Incremental Self-training for Semi-supervised Learning

Jifeng Guo,Zhulin Liu,Tong Zhang,C. L. Philip Chen
2024-04-14
Abstract:Semi-supervised learning provides a solution to reduce the dependency of machine learning on labeled data. As one of the efficient semi-supervised techniques, self-training (ST) has received increasing attention. Several advancements have emerged to address challenges associated with noisy pseudo-labels. Previous works on self-training acknowledge the importance of unlabeled data but have not delved into their efficient utilization, nor have they paid attention to the problem of high time consumption caused by iterative learning. This paper proposes Incremental Self-training (IST) for semi-supervised learning to fill these gaps. Unlike ST, which processes all data indiscriminately, IST processes data in batches and priority assigns pseudo-labels to unlabeled samples with high certainty. Then, it processes the data around the decision boundary after the model is stabilized, enhancing classifier performance.

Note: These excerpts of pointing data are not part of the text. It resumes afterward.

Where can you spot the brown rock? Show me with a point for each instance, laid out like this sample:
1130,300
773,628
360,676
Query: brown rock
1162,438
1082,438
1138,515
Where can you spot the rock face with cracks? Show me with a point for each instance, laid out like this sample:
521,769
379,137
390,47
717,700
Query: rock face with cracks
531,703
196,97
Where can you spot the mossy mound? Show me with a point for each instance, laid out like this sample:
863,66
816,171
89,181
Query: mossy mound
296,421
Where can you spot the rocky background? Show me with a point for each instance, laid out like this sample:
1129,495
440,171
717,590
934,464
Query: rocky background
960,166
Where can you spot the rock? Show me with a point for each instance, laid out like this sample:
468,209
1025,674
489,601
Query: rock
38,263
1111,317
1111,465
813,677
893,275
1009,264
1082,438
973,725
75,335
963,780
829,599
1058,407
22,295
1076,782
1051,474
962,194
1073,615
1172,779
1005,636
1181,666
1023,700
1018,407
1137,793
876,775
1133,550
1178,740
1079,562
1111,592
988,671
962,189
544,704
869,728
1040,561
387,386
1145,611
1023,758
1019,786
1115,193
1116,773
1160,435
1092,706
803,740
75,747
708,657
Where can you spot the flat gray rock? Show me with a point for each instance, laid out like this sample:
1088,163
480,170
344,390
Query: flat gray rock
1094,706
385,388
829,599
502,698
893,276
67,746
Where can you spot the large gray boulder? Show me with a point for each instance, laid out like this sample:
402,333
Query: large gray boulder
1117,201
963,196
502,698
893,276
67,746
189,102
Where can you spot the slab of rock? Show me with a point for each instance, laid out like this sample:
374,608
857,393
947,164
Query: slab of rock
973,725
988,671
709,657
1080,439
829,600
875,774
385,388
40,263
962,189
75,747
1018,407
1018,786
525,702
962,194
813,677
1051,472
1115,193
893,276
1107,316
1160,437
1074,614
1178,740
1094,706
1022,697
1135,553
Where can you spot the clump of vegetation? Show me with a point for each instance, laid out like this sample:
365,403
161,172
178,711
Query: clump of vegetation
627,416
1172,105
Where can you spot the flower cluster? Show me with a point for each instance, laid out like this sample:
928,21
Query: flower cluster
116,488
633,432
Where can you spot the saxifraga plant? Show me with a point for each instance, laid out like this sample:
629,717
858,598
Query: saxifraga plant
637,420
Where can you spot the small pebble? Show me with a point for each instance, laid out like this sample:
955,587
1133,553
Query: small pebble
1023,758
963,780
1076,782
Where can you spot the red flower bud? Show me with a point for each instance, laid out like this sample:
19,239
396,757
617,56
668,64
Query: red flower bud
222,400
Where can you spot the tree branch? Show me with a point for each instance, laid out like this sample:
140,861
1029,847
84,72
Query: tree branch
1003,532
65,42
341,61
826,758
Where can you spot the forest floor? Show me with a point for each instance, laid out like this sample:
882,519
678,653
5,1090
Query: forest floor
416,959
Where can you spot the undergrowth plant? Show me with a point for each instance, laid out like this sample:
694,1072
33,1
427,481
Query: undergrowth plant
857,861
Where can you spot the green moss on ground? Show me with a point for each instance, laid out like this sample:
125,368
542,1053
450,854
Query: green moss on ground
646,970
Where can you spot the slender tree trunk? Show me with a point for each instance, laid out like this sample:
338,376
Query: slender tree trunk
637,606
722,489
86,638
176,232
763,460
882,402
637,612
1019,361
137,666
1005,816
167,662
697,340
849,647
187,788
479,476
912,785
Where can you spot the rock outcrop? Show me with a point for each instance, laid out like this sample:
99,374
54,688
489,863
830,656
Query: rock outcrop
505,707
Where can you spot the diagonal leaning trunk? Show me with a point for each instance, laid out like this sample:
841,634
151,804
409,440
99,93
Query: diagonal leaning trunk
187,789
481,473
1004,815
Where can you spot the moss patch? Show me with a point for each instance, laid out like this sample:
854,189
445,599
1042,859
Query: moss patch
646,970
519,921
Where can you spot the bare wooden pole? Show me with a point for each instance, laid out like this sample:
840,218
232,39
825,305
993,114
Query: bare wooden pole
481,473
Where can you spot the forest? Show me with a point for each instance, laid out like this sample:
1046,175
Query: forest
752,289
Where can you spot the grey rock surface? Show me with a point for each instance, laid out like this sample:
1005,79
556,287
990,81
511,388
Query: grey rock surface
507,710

Our IST is simple yet effective and fits existing self-training-based semi-supervised learning methods. We verify the proposed IST on five datasets and two types of backbone, effectively improving the recognition accuracy and learning speed. Significantly, it outperforms state-of-the-art competitors on three challenging image classification tasks.
Machine Learning
What problem does this paper attempt to address?
The paper aims to address several key issues in self-training methods for semi-supervised learning: 1. **Pseudo-label noise problem**: Traditional self-training methods may generate incorrect pseudo-labels during the iterative process, leading to a decline in model performance. 2. **Insufficient utilization of unlabeled data**: Existing works, although emphasizing the importance of unlabeled data, fail to effectively utilize these data. 3. **High time consumption**: Multiple queries and clustering operations during the iterative learning process result in prolonged training time. To tackle these issues, the paper proposes the Incremental Self-training (IST) method. IST improves traditional self-training methods in the following ways: - **Batch processing of unlabeled data**: IST first clusters all unlabeled samples and prioritizes assigning pseudo-labels to easily classifiable samples based on the clustering results, thereby enhancing the early performance of the base classifier. - **Introduction of a sequential query list**: By forming a query list based on sample certainty, IST reduces multiple clustering and query operations, thus accelerating the iterative learning process. - **Utilization of samples near the decision boundary**: After the model stabilizes, IST focuses on handling samples near the decision boundary, further improving classifier performance. Experimental results show that IST significantly improves recognition accuracy and reduces training time on multiple benchmark datasets, outperforming existing state-of-the-art methods.